Researchers from Harvey Mudd and the University of New South Wales (UNSW) in Australia continue to advance strategies for developing novel high-entropy alloys (HEAs) with properties exceeding those of conventional engineering metals. Thanks to support from a three-year, $229,898 National Science Foundation grant, this work will continue. Lori Bassman, professor of engineering, associate dean for academic affairs and principal investigator for the project, has collaborated with researchers from UNSW since 2006 and has involved Harvey Mudd students for the past eight summers.

Lori Bassman, professor of engineering, associate dean for academic affairs and principal investigator for the project
Lillian Liang ’18, Kate Reed ’18 and Adam Shaw ’18 work on high-entropy alloy research at the University of New South Wales in Sydney, Australia.
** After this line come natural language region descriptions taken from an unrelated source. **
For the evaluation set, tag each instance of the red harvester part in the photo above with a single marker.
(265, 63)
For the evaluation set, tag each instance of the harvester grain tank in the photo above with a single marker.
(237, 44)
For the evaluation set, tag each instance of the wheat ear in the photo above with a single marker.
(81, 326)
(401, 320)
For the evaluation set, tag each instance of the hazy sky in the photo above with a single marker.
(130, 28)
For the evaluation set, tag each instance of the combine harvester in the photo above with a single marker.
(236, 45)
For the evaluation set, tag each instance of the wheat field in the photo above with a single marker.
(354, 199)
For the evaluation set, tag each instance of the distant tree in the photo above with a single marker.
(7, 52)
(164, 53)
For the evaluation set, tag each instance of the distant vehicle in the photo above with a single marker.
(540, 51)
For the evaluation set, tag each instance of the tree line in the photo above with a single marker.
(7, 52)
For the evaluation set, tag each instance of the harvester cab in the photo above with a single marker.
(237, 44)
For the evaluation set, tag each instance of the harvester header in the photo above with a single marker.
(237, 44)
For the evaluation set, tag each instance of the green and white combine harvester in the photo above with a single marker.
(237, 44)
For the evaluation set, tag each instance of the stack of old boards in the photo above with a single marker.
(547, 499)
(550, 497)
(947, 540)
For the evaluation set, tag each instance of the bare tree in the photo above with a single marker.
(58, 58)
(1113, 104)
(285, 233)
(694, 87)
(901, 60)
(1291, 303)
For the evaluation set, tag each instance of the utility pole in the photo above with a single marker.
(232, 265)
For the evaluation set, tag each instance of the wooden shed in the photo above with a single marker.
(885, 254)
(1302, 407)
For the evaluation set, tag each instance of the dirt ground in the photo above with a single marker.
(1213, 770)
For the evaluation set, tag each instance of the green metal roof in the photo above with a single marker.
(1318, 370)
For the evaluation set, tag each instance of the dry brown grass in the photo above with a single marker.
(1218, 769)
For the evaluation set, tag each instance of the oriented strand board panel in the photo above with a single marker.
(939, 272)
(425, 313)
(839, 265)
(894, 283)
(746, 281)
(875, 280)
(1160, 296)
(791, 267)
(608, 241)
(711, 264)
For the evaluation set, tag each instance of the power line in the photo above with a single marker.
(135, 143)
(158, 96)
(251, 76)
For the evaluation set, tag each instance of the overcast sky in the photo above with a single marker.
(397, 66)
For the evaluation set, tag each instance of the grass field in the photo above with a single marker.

Here are some impressive facts about this research:

  1. HEAs are the focus of considerable attention due to their potential to exceed traditional alloys in a broad range of important uses, from their incorporation in lightweight, high-strength structures to their use in hightemperature and corrosive environments.
  2. Traditional alloys used in engineering applications, including steel and aluminum, are formed using a primary solvent element combined with small quantities of other elements. HEAs consist of at least four elemental components containing substantial content of each.
  3. Students will fabricate, characterize and model HEAs. Among the project goals is the development of key thermodynamic and electronic principles that predict formation of ductile intermetallic phases and the atomic ordering and disordering of those phases.
  4. Results of this work could potentially include several new alloy systems plus an experimentally validated strategy that will enable efficient development of further novel HEA systems.
  5. Over the next three summers, five Harvey Mudd students funded by the NSF grant and the Jude and Eileen Laspa Fellowship in Applied Mechanics will work at UNSW’s School of Materials Science and Engineering and Electron Microscope Unit and also will complete at least two academic semesters of complementary research at Harvey Mudd.
  6. Students have an opportunity to work with UNSW specialists, including Kevin Laws, a leading expert in compositionally complex metal alloys, and Karen Privat, an expert on quantitative electron beam microanalysis.
  7. Research by Harvey Mudd and UNSW participants has yielded patent filings for two new families of HEAs as well as eight published journal articles, nine refereed conference papers and five poster presentations.
Shaw prepares a sample.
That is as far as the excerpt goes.